Еще со Спасской башни
Сползают отзвуки дрожащей пеленой…
Какая разница
между Луной вчерашней
И нынешней Луной!!
ПРОЩАНЬЕ
В авто,
последний франк разменяв.
— В котором часу на Марсель?—
Париж
бежит,
провожая меня,
во всей
невозможной красе.
Подступай
к глазам,
разлуки жижа,
сердце
мне
сантиментальностью расквась!
Я хотел бы
жить
и умереть в Париже,
если 6 не было
такой земли —
Москва.
* * *
Арбат — одна из самых узких улиц...
Не разминуться на тебе, Арбат!..
Но мы каким-то чудом разминулись
Тому почти что двадцать лет назад.
Быть может, был туман... А может, вьюга...
Да что там... Время не воротишь вспять...

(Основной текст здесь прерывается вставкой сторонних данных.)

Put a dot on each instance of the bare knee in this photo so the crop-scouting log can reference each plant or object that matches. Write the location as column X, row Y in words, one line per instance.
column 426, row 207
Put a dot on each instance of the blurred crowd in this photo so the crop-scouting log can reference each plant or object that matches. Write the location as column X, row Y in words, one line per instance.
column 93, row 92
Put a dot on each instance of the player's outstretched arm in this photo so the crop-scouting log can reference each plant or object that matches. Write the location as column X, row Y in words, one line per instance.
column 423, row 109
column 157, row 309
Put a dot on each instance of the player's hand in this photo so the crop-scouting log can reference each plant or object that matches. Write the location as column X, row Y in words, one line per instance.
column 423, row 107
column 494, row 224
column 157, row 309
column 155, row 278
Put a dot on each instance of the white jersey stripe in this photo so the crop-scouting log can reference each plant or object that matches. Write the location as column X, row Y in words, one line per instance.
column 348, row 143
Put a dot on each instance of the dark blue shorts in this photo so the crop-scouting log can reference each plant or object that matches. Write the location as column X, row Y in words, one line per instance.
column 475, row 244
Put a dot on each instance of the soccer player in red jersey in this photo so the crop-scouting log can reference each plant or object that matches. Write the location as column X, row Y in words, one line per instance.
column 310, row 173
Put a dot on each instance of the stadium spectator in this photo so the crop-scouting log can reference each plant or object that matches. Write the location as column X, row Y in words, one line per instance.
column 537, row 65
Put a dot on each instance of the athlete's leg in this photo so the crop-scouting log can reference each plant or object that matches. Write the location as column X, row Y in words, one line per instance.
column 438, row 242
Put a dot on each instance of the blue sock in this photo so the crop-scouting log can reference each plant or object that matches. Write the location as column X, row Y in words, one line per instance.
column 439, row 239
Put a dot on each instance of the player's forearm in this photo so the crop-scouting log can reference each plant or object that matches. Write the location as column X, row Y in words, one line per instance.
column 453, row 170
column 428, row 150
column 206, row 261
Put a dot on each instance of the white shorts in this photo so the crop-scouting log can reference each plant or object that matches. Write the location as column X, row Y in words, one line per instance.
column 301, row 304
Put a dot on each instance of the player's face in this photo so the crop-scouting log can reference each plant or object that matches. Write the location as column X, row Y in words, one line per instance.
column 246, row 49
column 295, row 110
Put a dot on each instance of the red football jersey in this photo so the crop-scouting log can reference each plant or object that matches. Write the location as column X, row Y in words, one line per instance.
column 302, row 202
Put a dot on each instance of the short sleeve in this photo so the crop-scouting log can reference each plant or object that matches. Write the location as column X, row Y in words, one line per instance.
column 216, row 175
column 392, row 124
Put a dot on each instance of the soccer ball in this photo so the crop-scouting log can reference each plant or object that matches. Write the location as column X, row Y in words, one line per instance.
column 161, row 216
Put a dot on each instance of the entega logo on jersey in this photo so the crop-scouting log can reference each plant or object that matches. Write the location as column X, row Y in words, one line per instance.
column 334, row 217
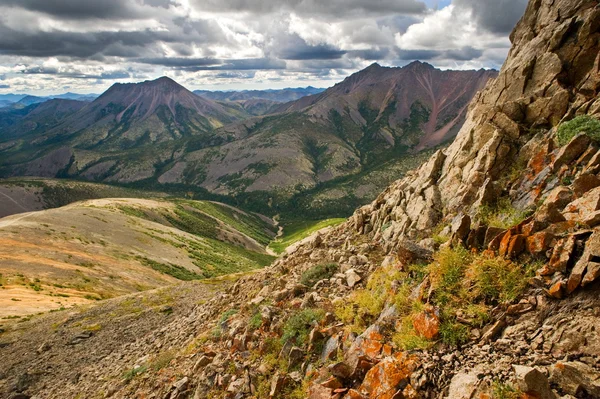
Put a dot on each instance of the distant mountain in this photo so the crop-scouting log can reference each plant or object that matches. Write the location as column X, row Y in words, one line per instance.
column 372, row 117
column 12, row 98
column 158, row 133
column 282, row 95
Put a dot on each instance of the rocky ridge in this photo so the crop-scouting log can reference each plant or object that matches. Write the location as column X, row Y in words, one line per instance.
column 280, row 333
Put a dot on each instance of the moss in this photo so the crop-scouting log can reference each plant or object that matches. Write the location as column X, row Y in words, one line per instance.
column 298, row 325
column 580, row 124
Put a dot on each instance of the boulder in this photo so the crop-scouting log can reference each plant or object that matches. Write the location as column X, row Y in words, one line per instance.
column 576, row 378
column 571, row 151
column 461, row 226
column 533, row 382
column 585, row 183
column 463, row 386
column 352, row 278
column 388, row 376
column 588, row 262
column 427, row 323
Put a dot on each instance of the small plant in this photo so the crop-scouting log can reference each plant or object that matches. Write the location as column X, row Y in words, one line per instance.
column 453, row 333
column 131, row 374
column 227, row 315
column 496, row 279
column 162, row 360
column 505, row 391
column 580, row 124
column 502, row 214
column 318, row 273
column 255, row 321
column 298, row 326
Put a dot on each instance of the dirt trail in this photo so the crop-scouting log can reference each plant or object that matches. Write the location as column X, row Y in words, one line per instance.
column 13, row 201
column 10, row 220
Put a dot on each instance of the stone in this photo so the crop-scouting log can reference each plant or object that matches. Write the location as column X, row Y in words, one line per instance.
column 388, row 376
column 427, row 323
column 592, row 219
column 571, row 151
column 584, row 206
column 461, row 226
column 539, row 243
column 409, row 252
column 557, row 290
column 332, row 383
column 353, row 394
column 352, row 278
column 561, row 256
column 201, row 363
column 341, row 370
column 576, row 378
column 531, row 381
column 559, row 197
column 493, row 331
column 585, row 183
column 278, row 382
column 463, row 386
column 476, row 238
column 330, row 348
column 295, row 357
column 592, row 273
column 516, row 246
column 317, row 391
column 491, row 235
column 590, row 257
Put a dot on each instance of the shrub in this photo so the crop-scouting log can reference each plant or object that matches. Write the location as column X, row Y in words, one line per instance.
column 448, row 269
column 317, row 273
column 298, row 326
column 255, row 321
column 364, row 305
column 406, row 337
column 502, row 214
column 581, row 124
column 505, row 391
column 496, row 279
column 453, row 333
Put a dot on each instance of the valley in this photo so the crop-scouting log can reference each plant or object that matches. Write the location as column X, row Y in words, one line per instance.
column 98, row 249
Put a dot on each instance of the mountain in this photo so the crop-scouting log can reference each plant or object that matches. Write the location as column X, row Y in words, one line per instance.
column 357, row 128
column 374, row 116
column 281, row 96
column 35, row 119
column 475, row 276
column 109, row 247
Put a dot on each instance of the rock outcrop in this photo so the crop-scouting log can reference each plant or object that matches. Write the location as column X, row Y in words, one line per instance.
column 379, row 323
column 551, row 75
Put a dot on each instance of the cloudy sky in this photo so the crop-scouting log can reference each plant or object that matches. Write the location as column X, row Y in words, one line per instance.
column 54, row 46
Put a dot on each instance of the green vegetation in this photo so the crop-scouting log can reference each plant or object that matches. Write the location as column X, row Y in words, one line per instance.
column 298, row 325
column 131, row 374
column 502, row 214
column 462, row 284
column 580, row 124
column 317, row 273
column 504, row 391
column 299, row 230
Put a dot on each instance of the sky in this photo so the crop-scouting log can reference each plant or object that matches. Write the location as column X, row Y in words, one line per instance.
column 85, row 46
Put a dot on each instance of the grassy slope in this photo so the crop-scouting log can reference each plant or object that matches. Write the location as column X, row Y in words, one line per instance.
column 105, row 248
column 299, row 230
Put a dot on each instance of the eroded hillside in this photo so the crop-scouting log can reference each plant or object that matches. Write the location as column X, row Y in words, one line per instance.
column 475, row 276
column 100, row 249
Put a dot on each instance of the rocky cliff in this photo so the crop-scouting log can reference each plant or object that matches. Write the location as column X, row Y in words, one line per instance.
column 475, row 276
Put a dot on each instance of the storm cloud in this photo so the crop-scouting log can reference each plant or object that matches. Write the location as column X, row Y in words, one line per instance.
column 46, row 45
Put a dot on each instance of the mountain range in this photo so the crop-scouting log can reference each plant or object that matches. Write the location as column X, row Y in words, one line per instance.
column 158, row 133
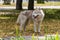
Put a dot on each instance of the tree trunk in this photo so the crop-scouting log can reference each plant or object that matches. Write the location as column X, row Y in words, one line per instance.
column 19, row 4
column 31, row 5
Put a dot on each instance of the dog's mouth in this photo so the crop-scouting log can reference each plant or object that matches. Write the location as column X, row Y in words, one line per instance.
column 35, row 16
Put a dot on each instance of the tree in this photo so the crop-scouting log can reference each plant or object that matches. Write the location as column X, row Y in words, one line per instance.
column 19, row 4
column 31, row 5
column 40, row 1
column 7, row 2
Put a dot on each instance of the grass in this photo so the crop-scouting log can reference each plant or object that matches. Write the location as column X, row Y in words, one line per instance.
column 50, row 25
column 45, row 4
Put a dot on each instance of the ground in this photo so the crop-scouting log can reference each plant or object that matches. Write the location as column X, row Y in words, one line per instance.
column 45, row 4
column 50, row 24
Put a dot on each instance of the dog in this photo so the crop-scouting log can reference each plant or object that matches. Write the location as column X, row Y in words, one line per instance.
column 36, row 15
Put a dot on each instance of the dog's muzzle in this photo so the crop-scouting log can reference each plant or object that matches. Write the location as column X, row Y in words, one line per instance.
column 35, row 16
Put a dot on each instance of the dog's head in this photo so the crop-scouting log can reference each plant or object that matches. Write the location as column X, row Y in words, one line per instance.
column 36, row 13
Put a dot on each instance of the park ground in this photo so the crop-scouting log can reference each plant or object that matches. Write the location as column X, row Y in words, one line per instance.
column 26, row 4
column 50, row 24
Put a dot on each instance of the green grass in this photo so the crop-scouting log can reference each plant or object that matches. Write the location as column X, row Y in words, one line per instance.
column 46, row 4
column 50, row 24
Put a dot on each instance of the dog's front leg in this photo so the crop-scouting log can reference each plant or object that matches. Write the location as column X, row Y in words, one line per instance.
column 35, row 28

Прошли — и не заметили друг друга,
И нечего об этом вспоминать.
Не вспоминай, а думай о расплате —
Бедой кормись, отчаяньем дыши
За то, что разминулись на Арбате
Две друг для друга созданных души.
* * *
Когда Москва, как римская волчица,
Вас выкормила волчьим молоком
И вылизала волчьим языком
Амбиций ваших имена и лица, —
Тогда не подло ли кусать ее сосцы,
Чтоб отличиться на своем культурном фронте?..

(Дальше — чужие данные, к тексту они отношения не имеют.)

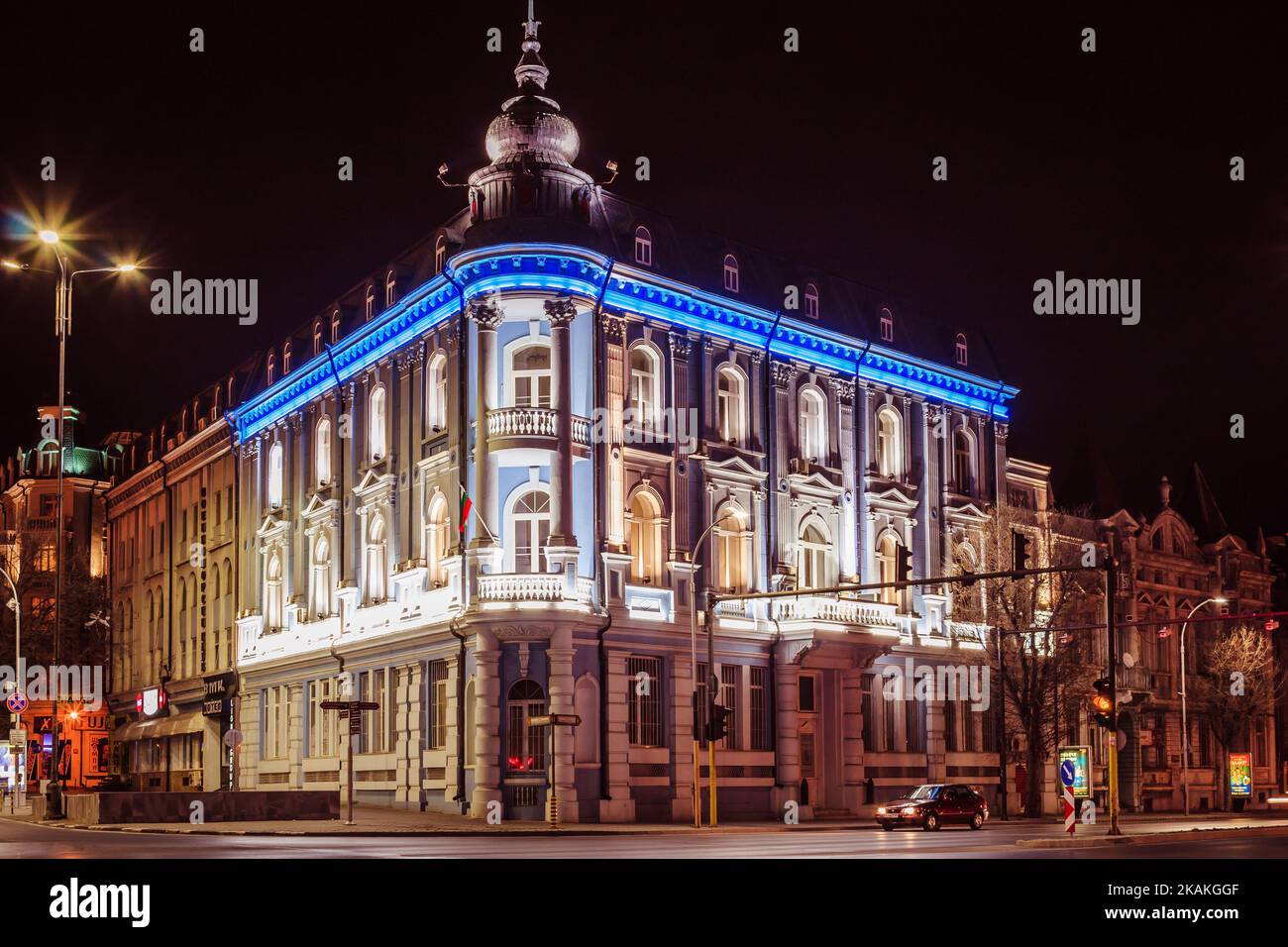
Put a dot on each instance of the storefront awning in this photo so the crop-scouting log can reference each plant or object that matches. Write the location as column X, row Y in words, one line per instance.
column 192, row 722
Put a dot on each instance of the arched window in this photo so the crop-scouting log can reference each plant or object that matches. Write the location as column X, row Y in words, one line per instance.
column 274, row 474
column 273, row 592
column 887, row 325
column 528, row 522
column 437, row 538
column 732, row 273
column 888, row 562
column 322, row 453
column 964, row 462
column 733, row 551
column 321, row 596
column 376, row 561
column 524, row 745
column 811, row 558
column 436, row 392
column 529, row 375
column 647, row 541
column 376, row 424
column 645, row 385
column 730, row 403
column 889, row 442
column 643, row 247
column 812, row 425
column 811, row 300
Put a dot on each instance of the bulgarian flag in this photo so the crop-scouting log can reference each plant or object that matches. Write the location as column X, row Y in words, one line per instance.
column 467, row 505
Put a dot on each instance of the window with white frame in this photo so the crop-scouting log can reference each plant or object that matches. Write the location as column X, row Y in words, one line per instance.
column 528, row 523
column 733, row 551
column 529, row 375
column 322, row 451
column 811, row 300
column 811, row 553
column 436, row 393
column 277, row 711
column 643, row 247
column 812, row 425
column 730, row 403
column 730, row 273
column 436, row 705
column 647, row 540
column 323, row 724
column 644, row 707
column 437, row 540
column 376, row 424
column 645, row 399
column 889, row 442
column 524, row 745
column 375, row 567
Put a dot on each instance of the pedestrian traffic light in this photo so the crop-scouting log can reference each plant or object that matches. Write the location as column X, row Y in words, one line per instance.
column 719, row 727
column 1103, row 703
column 903, row 564
column 1021, row 551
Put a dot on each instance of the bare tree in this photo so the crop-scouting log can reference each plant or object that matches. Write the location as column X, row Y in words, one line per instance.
column 1041, row 669
column 1237, row 681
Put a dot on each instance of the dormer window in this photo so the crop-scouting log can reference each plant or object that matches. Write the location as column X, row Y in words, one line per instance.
column 643, row 247
column 730, row 273
column 811, row 300
column 887, row 326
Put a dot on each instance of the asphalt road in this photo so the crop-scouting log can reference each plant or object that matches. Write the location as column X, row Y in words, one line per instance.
column 997, row 840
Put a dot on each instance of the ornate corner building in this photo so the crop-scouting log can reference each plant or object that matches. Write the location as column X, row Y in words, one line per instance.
column 478, row 486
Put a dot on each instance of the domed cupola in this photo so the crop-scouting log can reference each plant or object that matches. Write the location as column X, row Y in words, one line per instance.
column 531, row 146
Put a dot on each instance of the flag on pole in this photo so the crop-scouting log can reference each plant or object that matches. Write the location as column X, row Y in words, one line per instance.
column 467, row 505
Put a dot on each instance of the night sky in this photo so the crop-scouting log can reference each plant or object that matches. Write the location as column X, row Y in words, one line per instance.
column 1106, row 165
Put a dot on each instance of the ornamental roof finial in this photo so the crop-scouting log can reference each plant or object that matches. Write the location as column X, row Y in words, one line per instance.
column 531, row 69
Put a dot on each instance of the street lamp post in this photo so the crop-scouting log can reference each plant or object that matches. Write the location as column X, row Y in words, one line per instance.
column 1185, row 723
column 694, row 657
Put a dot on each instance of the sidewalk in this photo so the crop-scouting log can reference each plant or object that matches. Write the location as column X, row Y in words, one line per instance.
column 377, row 821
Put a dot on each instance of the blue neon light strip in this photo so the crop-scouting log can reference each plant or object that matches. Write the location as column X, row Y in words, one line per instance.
column 565, row 268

И сколько свинство ни одеколоньте,
Лишь свинством пахнут свинства образцы.
Когда Москва, как римская волчица,
Вас выкормила волчьим молоком
И весь волчатник ваш одним ползком
В Москве пошел за славой волочиться, —
Тогда не ваше ли презрение к Москве,
Которое сегодня стало модой,
Является культуры волчьей мордой
В неблагодарной вашей голове?..
СНЕГОПАД
Ах, как он плещет, снегопад старинный,
Как блещет снег в сиянье фонарей!
Звенит метель Ириной и Мариной
Забытых январей и февралей.
Звенит метель счастливыми слезами,
По-девичьи, несведуще, звенит,
Мальчишескими крепнет голосами,
А те в зенит... Но где у них зенит?!
И вдруг оборвались на верхней ноте,
Пронзительной, тоскливой, горевой...
Смятенно и мятежно, на излете
Звучит она над призрачной Москвой,
А я иду моим седым Арбатом,
Твержу слова чужие невпопад...
По переулкам узким и горбатым
Опять старинный плещет снегопад.
* * *
Нравится Москва
нравится Москва
и даже кажется
что все не так страшно
Пожалуйста
Москва
И пожалуйста
Можете
Радоваться
Можете
Жаловаться
Можете идти
* * *
Москва – России красное крыльцо,
Москва – России красные ворота.
Тверской бульвар, Садовое кольцо.
И куполов литая позолота.
Ты вся – дворец, в тебе умов – палата,
Ты вся – творец, в тебе неизмеримы
И семь холмов, и пять морей, и свято
Для нас твое загадочное имя!
Твоя душа для всех как на ладони,
Но горе тем, кто вдруг ее обидит, –
И на театре вздыбленные кони –
Издалека их Медный всадник видит!
Благословенны лик твой и лицо,
Твоих часов торжественная нота!
Москва – для мира красное крыльцо!
Москва – для мира красные ворота!
1985
* * *
Юго-западный ветер истошно завыл на луну.